I might also mention David Hare’s Page Eight, the closing gala at last year’s film festival, which played soon afterwards on PBS. This one’s set in the present day, but things haven’t changed much – at one point someone mentions how the dreams for a post-Cold War world failed to materialize, and indeed the agency’s busier than ever now (this is also true of course of all government bureaucracies, of any kind, anywhere). The notion here – again not a new one of course – is that America’s conception of its own strategic interests (and in this case, British kow-towing to them) obscures its own core values, but the movie’s too abbreviated to do much with that idea. Still, it very effectively delivers the kind of seasoned, laconic character-play on which the genre depends.

High-placed mole

Tinker Tailor Soldier Spy actually delivers a bit less of that, choosing a mode of often-chilly restraint (it’s directed by Tomas Alfredson, best-known for his very creepy, and very wintery vampire film Let the Right One In).

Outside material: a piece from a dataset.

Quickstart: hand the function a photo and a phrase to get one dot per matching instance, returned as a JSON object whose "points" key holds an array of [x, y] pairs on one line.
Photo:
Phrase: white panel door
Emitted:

The protagonist is George Smiley, a veteran fired from his senior position within the agency (referred to here as the “Circus”) after a mission failure in Hungary. When evidence emerges of a high-placed mole, Smiley - originally under suspicion himself, but now cleansed by his time outside – gets called back to investigate, knowing his target is one of four senior people.

In addition to not reading the book, I haven’t seen the famous British TV adaptation of it, in which Alec Guinness played Smiley. The film is only about a third as long as the series was, obviously allowing much scope for comparing and contrasting the two (a recent issue of Sight and Sound did this quite absorbingly, regardless that I had mostly no idea what the article was going on about). Some reviewers found the picture hard to follow, and I’d hate to be tested on my grasp of every single detail, but overall I thought it was admirably clear, without being heavy-handed about it. The film draws on a fine cast, including Gary Oldman as Smiley and last year’s Oscar winner Colin Firth, without ever feeling like a series of star turns (thus avoiding a common pitfall of the genre – Bill Nighy is great in Page Eight for instance, but so stylized he threatens to become disembodied from everything else). And the tone feels right – atmospheric but not strenuously scenic, stylish but not flashy, capturing the uneasy relationship of the 1970’s to our current age: recognizable in some ways (jackets and ties don’t fundamentally change that much), entirely alien in others (accessing the records of British intelligence appears to be a matter of finding the correct hand-written notebook, stealing it from the file room, and then hoping someone hasn’t torn out the relevant page).

Ineradicable rot

The Sight and Sound article came out behind the picture, calling it a “hugely successful treatment of formidably resistant materials,” but noting it could only hint at le Carre’s “central preoccupation…does the existence of a mole at the centre of the Circus indicate some ineradicable rot in the upper classes – the ruling class, to this day, of England?” Given the current state of England, the question remains relevant, in fact urgent, but in responding to Tinker Tailor Soldier Spy, you wonder whether the nature of the rot, and what it would take to diagnose and treat it, would be best grasped by obsessively turning over this narrow (albeit fascinating) chunk of the past. Well, perhaps the assertion of aesthetic over moral considerations comes as close as any explanation ever could, as a demonstration of embedded decadence. But on the other hand, a society defined entirely by morality would amount to sterile totalitarianism – and has there ever been a ruling class that didn’t ultimately succumb to rot? Maybe betrayal and treachery are inherent to creativity and awareness, and the Cold War spy genre remains fascinating because it’s a particularly stark embodiment of the traps and excesses and confusions we still sense defining our fragile progress through the world.